For João Cerejeira, a professor at the University of Minho, the inevitability of an initial negative effect for new workers is also evident, and the speed with which this effect dissipates largely depends on the strength of the recovery.

This economist, however, sees some important differences between the current crisis and the previous one. On the one hand, although from the salary point of view, the previous crisis particularly affected the middle class and the upper middle class, this is affecting more people with lower incomes.

And at the sectoral level, if in 2011 the crisis began in construction but quickly spread to the entire economy, now “there may be sectors in which they are hiring massively, such as health, information technology, or even construction and some sectors transformation, but at the same time there are activities, such as tourism or restaurants, that are highly penalized ”. This is where it will be possible this time to focus the negative effect on those who are now beginning their active life.

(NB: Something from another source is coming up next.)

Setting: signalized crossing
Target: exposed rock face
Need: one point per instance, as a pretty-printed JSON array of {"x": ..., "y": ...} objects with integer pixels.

There is no doubt about one thing, this persistent loss that younger workers may feel also results, as the International Labor Organization (ILO) warns, in “extensive and long-term damage to our societies.” Therefore, public policies that contradict this feat are desirable.

The economist Miguel Gouveia, at the Banco de Portugal conference held last Monday, argued that, to minimize this persistent negative effect, it would be important to take measures to promote new hires by companies, suggesting, for example, the possibility of introducing a mechanism for reducing the minimum wage applied to young people.

As for John Cherry, “public policy cannot do much in relation to the wages that are practiced now”, but before it can “play an important role in the conversion” of the new or old workers now affected. “The crisis will be persistent and help is needed, particularly with the support of education for the sectors of job transfer where the crisis will be persistent for the sectors that are better off”, argues the economist.